Ich weiß nicht - ich glaube immer noch, Du liest da was in den Text rein. Für mich passieren hier drei Dinge:1.) Er erklärt die Idee des "geistigen Eigentums". Wohlgemerkt: Erklärung. Ich sehe da keinen Versuch, irgendetwas zu definieren oder neu zu definieren. 2.) Er zeigt, dass diese Idee Grundlage unseres aktuellen Urheberrechts ist. 3.) Er will, dass 2.) nicht mehr der Fall ist, weil er die Idee als überholt und nicht mehr haltbar ansieht (und da würde ich ihm einfach mal zustimmen).
Ich glaube, die Begrifflichkeiten spielen keine primäre Rolle. Es geht schon darum, den Hintergrund des Urheberrechts (also quasi die Gesetzesgrundlage) zu kritisieren.
Daher hätte man das ganze auch viel kürzer Schreiben können:"Ein geistiges Eigentumsrecht gibt es nicht und das ist ein falscher Begriff, das heißt Urheberrecht."
nur ist der Weg dahin einfach meiner Meinung nach falsch oder zu umständlich erklärt.
Einzige "Neuerung" ist (...)
Wenn niemand irgendwann mal gesagt hätte: "Hey, wir brauchen ein Urheberrecht, weil... ", gäb's auch keins, richtig?
Nur diese Idee, dieses "weil"... das basiert (so lese ich ihn) auf diesem Dogma "geistiges Eigentum". Er kritisiert (zu Recht) quasi den Grundsatz, auf dem das aktuelle Urheberrecht basiert.
Deswegen schreibt er in dem von Dir zitierten Satz auch, dass man das "Dogma aufgegeben" soll - nicht nur einfach den Begriff weglassen, sondern wirklich die Idee "geistiges Eigentum" aufgeben.
Ja... er ist sicher nicht der Erste mit der Erkenntnis. Neu ist das nicht. Aber ich finde, er leitet das Problem eigentlich gut her.

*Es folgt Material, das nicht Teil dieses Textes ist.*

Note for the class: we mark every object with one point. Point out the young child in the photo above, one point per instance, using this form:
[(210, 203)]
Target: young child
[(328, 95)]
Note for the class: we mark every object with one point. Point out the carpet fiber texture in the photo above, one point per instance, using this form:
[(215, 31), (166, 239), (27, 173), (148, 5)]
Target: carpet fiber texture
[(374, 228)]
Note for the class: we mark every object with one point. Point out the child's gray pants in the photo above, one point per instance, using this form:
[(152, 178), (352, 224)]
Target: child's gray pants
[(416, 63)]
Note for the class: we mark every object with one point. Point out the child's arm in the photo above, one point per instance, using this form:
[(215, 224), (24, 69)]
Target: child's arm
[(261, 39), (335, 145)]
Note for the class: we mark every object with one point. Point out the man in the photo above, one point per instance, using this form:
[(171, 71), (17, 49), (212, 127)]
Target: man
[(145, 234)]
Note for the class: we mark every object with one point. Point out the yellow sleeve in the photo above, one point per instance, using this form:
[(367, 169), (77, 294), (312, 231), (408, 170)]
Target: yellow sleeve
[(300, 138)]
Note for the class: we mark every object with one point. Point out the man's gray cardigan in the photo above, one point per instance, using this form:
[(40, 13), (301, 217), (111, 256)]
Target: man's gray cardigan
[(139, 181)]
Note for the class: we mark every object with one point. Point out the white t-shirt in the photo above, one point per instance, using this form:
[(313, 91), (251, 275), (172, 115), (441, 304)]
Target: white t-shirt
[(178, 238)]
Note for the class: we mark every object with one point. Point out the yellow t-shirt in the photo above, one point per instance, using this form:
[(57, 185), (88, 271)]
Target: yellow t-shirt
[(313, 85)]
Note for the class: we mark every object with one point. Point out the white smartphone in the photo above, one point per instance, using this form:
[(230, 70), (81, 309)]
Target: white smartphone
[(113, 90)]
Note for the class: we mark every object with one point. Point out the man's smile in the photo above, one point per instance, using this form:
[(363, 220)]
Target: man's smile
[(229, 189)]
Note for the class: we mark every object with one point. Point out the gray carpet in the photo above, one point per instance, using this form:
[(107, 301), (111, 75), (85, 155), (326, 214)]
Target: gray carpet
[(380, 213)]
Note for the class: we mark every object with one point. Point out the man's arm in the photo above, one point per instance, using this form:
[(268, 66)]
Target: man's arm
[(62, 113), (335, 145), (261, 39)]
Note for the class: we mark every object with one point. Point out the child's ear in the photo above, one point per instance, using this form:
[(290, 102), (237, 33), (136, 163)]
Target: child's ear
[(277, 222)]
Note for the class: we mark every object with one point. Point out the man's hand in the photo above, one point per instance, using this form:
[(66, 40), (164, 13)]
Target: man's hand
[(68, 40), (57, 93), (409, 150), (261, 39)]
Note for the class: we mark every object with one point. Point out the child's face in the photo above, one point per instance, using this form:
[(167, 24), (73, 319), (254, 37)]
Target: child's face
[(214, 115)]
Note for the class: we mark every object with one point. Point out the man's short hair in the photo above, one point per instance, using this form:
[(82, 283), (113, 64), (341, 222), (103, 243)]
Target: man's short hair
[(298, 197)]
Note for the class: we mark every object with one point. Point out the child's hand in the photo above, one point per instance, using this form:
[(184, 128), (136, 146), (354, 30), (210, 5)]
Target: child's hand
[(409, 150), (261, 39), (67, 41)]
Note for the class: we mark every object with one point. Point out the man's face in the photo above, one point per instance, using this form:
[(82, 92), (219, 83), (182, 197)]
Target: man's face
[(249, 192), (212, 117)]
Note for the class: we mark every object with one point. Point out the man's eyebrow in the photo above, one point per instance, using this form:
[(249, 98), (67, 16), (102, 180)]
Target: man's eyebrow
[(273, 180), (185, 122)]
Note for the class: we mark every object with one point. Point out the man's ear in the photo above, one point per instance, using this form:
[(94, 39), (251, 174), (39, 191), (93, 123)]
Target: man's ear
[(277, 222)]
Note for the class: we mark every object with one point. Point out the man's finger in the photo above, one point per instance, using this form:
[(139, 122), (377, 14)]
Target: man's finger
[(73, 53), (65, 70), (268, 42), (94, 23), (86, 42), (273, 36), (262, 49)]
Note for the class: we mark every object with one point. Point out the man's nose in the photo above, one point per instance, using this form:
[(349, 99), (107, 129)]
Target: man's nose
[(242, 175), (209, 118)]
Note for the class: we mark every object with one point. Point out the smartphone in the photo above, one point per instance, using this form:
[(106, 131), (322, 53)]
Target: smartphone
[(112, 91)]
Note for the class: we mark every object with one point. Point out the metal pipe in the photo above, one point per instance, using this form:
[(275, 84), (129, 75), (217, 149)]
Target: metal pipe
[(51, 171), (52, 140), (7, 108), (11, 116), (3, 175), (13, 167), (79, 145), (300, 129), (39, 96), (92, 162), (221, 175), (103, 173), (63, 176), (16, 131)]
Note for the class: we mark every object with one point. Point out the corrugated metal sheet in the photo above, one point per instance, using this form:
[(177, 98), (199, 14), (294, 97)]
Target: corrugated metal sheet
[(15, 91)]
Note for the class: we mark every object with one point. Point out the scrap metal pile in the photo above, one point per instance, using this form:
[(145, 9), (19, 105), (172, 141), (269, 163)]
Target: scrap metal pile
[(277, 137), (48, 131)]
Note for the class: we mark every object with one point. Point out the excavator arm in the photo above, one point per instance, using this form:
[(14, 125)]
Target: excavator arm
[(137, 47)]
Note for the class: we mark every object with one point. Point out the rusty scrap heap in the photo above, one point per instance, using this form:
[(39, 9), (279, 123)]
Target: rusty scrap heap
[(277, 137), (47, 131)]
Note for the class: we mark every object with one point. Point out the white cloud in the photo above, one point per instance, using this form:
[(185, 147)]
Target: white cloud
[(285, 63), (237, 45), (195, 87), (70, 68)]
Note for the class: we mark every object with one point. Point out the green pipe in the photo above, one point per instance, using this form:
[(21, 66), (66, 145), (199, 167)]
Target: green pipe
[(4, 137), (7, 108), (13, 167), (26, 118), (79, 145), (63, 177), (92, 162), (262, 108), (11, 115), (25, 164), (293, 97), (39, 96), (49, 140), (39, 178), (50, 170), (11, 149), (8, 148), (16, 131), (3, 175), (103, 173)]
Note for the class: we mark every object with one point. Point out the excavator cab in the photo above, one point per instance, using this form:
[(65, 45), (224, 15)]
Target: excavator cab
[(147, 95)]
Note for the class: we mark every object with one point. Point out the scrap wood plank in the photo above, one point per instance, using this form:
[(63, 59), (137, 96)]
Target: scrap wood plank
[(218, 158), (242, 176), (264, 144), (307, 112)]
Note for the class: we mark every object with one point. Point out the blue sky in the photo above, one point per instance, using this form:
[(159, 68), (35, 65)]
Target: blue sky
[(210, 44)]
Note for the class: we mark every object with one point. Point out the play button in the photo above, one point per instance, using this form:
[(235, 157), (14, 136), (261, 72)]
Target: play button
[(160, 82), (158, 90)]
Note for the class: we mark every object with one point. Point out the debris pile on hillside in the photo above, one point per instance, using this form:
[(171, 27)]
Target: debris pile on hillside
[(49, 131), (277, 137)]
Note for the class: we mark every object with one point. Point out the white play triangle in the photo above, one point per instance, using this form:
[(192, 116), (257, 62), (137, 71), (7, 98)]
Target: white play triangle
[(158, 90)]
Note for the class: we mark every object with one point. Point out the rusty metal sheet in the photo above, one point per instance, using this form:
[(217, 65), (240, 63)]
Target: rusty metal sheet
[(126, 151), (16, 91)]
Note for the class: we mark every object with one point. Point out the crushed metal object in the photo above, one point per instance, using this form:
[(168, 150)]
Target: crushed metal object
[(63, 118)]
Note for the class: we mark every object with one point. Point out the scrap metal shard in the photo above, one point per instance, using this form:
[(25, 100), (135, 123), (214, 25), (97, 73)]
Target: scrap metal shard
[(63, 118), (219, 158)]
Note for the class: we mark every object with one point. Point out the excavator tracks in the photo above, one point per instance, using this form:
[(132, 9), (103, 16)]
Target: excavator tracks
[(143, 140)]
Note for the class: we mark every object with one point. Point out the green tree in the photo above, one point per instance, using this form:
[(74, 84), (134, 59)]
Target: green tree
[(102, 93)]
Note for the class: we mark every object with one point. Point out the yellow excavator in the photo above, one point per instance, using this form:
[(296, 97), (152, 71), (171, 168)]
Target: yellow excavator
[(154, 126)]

Zitat von: EdHunter am 22. August 2012, 23:28:30Wenn niemand irgendwann mal gesagt hätte: "Hey, wir brauchen ein Urheberrecht, weil... ", gäb's auch keins, richtig?Das ist so entstanden wie das Eigentum, Besitz oder jedes andere Recht, durch die Notwendigkeit etwas zu schützen.Zitat von: EdHunter am 22. August 2012, 23:28:30Nur diese Idee, dieses "weil"... das basiert (so lese ich ihn) auf diesem Dogma "geistiges Eigentum". Er kritisiert (zu Recht) quasi den Grundsatz, auf dem das aktuelle Urheberrecht basiert.Das Problem ist nicht die Idee warum es ein Urheberrecht gibt, denn es kann keinen anderen Grund geben, außer dem einzigen Grund, dass jemand an dem was er erschaffen hat auch ein Recht haben bzw. geschützt werden sollte. Eine andere Idee/Motivation/Beweggrund als das gibt es schlicht und ergreifend nicht, auch nicht bei der Begründung des Autors (die Idee dahinter ist identisch, die Absicht auch) und wenn man diese verneint (also die Schutzwürdigkeit von nicht-körperlichen Dingen), dann wären das ein gigantischer rechtsfreier Raum (geht bei Kunst jeder Art los, über Patente, Markennamen, Design ... einfach alle Dinge die nicht dinglicher Natur sind - 100 Firmen die alle Bayer heißen, irgendetwas verkaufen was sie Aspirin nennen und die identisch aussehen ... finde da mal das heraus dass wirklich hilft).
man kauft nur beim apotheker seines vertrauens. der kauft nur beim "echten" (es gibt schon noch die eine oder andere möglichkeit firmen zu identifizieren) bayer oder kann es, ebenso wie du, selbst herstellen, weil jeder zugriff auf die rezepte hätte.
der gesamten welt würde es ohne das prinzip des geistigen eigentums deutlich besser gehen. dafür angeblich rechtsfreien raum bei kunst und kultur.. ich könnte damit leben.